Marmaduke in Going to the Dogs (Part 3)

Marmaduke in Going to the Dogs (Part 3)

                                                

Tales of Marmaduke
Tales of Marmaduke

Continues from Marmaduke says goodbye to Mr Snake and his secrets (Part 2)

Marmaduke and the Red Gang at the Squirrel School were having a meeting. He asked the Red Gang what the local people had a lot of?

The Red Gang thought long and hard. They looked through their letters. A few had letters from the local people complaining about dogs.

“Dogs” a number of the Red Gang said in response to Marmaduke.

“Right” Marmaduke said beaming, “we’ll ask all dog owners to give us gold coins”.

The Red Gang looked afraid. A lot of the people around the Squirrel School had dogs. If they did what Marmaduke wanted then they would soon find themselves expelled.

None of the Red Gang liked to stand up to Marmaduke.

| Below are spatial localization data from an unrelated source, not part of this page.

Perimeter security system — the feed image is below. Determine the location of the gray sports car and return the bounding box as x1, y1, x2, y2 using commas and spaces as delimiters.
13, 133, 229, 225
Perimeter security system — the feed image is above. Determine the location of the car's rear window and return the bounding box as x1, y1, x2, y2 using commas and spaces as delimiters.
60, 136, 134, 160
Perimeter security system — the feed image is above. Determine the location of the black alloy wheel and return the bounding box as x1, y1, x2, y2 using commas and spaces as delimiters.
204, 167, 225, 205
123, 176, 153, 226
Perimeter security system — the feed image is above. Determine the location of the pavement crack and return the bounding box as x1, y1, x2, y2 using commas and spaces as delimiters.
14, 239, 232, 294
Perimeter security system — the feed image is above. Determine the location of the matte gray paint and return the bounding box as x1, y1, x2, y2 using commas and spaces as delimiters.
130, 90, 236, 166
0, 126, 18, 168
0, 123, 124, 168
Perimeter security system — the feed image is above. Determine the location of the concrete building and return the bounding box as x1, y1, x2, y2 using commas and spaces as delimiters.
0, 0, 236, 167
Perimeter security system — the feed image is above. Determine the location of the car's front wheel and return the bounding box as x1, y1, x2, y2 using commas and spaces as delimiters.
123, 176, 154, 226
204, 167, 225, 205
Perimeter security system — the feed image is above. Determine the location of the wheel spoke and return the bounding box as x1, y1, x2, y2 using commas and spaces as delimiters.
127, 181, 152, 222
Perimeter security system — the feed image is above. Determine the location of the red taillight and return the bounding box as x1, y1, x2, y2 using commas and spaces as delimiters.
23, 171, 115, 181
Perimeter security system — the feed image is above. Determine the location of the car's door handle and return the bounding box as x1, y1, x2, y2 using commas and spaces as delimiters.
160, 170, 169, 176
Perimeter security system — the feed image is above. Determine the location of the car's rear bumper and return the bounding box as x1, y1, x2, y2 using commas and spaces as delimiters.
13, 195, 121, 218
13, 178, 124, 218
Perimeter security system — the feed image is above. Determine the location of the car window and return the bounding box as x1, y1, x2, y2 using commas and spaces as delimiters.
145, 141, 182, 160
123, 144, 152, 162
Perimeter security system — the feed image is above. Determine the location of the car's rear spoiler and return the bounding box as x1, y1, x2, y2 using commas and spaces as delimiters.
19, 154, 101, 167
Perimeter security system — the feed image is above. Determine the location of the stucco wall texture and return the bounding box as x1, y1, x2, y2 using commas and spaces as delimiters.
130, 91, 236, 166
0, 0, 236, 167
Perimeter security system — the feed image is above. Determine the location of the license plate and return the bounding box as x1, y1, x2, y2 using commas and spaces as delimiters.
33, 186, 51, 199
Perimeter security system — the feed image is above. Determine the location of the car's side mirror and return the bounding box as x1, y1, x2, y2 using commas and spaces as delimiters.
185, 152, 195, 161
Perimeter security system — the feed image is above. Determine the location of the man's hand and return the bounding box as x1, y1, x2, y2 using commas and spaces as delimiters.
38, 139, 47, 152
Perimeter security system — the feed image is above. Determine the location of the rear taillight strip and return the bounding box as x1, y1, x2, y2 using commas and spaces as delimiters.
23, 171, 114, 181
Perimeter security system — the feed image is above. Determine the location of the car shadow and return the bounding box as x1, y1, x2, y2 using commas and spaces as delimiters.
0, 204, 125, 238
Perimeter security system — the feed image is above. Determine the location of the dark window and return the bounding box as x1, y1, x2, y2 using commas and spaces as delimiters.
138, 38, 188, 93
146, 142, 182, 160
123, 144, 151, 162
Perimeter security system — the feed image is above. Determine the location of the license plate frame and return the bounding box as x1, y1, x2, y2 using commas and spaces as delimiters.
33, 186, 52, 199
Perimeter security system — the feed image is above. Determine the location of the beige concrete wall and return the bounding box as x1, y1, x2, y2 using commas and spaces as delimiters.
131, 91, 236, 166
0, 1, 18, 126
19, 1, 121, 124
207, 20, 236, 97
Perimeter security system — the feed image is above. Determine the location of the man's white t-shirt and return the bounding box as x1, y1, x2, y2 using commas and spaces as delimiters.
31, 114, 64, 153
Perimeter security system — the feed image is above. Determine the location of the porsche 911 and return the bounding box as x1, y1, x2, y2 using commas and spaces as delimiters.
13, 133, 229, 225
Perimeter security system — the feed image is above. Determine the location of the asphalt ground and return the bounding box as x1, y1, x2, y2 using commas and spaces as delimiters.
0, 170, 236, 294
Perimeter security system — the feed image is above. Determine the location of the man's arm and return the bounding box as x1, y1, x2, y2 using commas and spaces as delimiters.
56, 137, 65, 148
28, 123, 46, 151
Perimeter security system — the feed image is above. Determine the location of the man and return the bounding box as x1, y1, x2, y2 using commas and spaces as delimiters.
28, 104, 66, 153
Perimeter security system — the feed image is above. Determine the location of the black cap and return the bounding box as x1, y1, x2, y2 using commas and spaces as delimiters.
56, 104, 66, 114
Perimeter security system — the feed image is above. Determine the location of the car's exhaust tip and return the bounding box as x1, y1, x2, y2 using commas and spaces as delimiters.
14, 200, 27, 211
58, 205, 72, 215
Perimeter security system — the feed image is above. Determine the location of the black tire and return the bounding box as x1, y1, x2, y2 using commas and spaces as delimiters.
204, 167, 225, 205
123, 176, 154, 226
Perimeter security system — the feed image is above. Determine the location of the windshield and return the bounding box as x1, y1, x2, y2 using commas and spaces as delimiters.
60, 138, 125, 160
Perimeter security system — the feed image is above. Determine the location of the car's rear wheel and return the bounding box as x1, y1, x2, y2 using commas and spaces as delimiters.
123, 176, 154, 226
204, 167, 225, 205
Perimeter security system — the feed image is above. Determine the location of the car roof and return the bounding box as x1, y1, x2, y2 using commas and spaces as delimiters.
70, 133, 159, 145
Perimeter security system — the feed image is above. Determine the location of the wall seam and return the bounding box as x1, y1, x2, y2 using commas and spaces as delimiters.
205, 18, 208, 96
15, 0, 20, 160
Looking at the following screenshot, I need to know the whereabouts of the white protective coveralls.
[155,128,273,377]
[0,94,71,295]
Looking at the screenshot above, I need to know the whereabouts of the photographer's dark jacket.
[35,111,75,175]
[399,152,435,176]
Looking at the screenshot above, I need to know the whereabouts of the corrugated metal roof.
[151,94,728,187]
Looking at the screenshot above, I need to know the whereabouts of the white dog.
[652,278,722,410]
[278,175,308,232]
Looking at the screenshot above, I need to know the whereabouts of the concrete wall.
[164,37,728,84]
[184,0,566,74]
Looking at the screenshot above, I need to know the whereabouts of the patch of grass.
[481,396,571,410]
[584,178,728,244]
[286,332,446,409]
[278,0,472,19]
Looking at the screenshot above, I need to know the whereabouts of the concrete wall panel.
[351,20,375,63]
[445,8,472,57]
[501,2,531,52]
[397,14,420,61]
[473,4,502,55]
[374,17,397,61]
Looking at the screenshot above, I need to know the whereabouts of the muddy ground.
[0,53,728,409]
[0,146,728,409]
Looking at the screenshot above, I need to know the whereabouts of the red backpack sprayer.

“It wouldn’t be fair on cat owners if we did that!” one finally said (hoping Marmaduke would change his mind).

“We could ask cat owners for gold coins too!” came Marmaduke’s reply.

This was even worse, making both dog and cat owners angry would surely see them expelled from the Squirrel School!

So instead one of the Red Gang called Moon came up with a plan.

From 2016 all dog crèches and people that looked after dogs at home would pay the Squirrel School gold coins.

64 gold coins each didn’t seem much. If the Squirrel School needed more gold coins the Squirrel School could charge vet fees or inspection fees.

Marmaduke was happy and the Red Gang was happy that they wouldn’t be expelled.

Marmaduke suggested that they don’t tell the ghosts this. If they did the people might find out!

Continues at Marmaduke finds out there were more problems than he thought (Part 4).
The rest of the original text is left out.